RightScale also had a post with an analysis of the Amazon EC2 outage, with lessons learned and some strong remarks on Amazon’s failure to communicate properly during the service failure:
- Do not wait 40 minutes to post the first status message!
- Do not talk about “a small percentage of instances/volumes/…”, give actual percentages! Those of us with many servers/volumes care whether it’s 1% or 25%, we will take different actions.
- Do not talk about “the impacted availability zone” or “multiple availability zones”, give each zone a name and refer to them by name (I know that zone 1a in each account refers to a different physical zone, so give each zone a second name so I can look it up).
- Provide individualized status information: use email (or other means) to tell us what the status of our instances and volumes is. I don’t mean things I can get myself like cpu load or such, but information like “the following volumes (by id) are currently recovering and should be available within the next hour, the following volumes will require manual intervention at a later time, …”. That allows users to plan and choose where to put their efforts.
- Make predictions! We saw volumes in the “impacted availability zone” getting taken out many hours after the initial event. I’m sure you knew that the problem was still spreading and could have warned everyone. Something like: “we recommend you move all servers and volumes that are still operating in the impacted availability zone [sic] to a different zone or region as the problem is still spreading.”
- Provide an overview! Each status update should list which functions are still affected and which have been repaired, don’t make everyone scan back through the messages and try to infer what the status of each function is.
- Is it so hard to write a blog post with an apology and some background information, even if it’s preliminary? AWS tweeters that usually send multiple tweets per day remained silent. I’m sure there’s something to talk about 24 hours after the event! Don’t you want to tell everyone what they should be thinking instead of having them make it up???

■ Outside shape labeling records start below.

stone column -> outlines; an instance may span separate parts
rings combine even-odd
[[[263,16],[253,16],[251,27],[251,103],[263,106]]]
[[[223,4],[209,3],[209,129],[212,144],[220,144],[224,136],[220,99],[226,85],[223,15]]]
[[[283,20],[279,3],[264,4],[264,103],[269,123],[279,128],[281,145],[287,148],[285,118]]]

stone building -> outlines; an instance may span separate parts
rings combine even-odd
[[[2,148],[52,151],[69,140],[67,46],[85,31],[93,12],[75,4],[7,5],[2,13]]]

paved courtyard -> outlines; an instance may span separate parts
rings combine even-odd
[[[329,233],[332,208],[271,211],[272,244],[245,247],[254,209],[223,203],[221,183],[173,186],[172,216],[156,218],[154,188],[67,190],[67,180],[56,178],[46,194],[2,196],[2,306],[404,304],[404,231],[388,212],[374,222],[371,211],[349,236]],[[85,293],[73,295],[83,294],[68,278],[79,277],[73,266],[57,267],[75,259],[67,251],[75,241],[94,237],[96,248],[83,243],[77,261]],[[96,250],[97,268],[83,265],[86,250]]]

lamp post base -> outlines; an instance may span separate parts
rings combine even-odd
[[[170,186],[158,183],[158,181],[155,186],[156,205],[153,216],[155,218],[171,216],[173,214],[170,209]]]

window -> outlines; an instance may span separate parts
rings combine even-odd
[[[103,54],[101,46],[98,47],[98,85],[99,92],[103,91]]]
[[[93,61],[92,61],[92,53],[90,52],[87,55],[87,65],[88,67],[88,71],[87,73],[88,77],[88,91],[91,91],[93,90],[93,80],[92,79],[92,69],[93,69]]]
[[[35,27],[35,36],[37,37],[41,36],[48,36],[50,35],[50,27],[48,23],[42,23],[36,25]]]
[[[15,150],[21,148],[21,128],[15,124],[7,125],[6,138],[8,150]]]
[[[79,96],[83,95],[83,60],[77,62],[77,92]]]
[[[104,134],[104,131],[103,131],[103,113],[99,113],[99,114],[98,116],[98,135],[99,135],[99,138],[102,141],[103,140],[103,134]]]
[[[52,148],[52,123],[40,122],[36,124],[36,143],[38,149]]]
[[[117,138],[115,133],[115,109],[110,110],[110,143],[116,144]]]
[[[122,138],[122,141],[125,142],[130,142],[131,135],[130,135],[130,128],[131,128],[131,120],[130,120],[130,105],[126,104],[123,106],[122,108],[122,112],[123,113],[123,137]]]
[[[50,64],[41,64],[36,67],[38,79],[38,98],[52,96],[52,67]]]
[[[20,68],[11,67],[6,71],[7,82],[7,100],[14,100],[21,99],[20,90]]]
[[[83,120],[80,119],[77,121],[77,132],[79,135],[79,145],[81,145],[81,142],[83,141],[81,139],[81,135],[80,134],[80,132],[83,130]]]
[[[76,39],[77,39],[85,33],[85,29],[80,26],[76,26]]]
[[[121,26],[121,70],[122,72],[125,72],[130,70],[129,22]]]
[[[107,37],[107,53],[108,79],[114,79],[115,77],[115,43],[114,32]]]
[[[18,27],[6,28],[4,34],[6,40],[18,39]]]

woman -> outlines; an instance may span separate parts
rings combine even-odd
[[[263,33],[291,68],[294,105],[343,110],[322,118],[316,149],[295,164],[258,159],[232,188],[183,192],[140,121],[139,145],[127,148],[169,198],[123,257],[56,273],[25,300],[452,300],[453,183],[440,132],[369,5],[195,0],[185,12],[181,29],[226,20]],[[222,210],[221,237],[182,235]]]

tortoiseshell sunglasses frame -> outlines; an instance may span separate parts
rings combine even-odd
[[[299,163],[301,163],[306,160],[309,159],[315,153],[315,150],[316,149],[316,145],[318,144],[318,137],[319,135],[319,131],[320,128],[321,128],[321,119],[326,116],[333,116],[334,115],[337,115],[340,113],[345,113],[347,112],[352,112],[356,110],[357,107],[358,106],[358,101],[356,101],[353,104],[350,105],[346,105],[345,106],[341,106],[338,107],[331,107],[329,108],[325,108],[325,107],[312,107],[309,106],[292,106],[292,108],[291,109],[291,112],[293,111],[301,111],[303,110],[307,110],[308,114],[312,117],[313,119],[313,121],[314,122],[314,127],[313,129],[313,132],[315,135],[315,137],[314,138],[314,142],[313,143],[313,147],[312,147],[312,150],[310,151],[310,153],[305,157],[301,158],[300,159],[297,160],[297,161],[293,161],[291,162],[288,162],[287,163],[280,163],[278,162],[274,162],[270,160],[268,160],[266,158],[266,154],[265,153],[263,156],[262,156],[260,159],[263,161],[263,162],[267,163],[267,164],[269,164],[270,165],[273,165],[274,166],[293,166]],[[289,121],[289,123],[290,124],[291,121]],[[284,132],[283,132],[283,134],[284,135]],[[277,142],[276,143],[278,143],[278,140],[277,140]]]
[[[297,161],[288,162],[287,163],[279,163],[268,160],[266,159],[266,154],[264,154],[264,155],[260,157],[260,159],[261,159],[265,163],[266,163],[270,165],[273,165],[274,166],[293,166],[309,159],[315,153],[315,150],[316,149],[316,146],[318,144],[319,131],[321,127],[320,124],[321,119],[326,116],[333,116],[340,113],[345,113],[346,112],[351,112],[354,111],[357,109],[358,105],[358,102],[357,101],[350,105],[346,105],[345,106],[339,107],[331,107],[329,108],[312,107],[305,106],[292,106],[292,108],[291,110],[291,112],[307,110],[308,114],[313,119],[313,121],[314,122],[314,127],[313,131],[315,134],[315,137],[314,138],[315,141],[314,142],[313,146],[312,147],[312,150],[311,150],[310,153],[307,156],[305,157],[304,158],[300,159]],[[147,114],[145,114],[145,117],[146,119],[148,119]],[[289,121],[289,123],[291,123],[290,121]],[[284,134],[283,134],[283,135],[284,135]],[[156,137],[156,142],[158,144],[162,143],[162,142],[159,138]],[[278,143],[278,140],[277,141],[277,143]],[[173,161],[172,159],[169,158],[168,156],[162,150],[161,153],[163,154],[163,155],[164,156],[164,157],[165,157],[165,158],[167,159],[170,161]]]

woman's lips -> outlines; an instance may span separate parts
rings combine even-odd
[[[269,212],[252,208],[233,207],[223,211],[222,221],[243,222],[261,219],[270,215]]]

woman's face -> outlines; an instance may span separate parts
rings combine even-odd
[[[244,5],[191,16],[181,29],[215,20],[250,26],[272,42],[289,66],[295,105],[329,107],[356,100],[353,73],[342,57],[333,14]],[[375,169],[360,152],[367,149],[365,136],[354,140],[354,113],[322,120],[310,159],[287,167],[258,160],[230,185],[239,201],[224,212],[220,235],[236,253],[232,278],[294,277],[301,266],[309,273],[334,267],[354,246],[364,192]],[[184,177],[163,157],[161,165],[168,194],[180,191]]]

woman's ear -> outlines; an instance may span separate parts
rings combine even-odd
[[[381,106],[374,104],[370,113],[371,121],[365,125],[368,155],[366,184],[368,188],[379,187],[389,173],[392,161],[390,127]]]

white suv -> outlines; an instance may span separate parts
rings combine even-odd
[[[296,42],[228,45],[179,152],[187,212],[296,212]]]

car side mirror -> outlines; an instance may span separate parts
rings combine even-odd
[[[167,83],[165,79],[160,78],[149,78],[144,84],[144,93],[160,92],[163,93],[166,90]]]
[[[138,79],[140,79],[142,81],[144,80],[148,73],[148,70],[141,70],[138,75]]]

High Scalability has compiled a long list of most important articles related the Amazon outage, what some companies experienced, links to related forums, who’s fault was – Amazon or customers’-, and lessons learned.
This unfortunate event affecting the largest cloud provider and its customers will certainly make people think twice before choosing to deploy to the cloud, and will send a strong message throughout the industry on how fragile our well engineered systems can be, showing one more time, if it was necessary, that the fight for reliability and resiliency in not over, and will never be.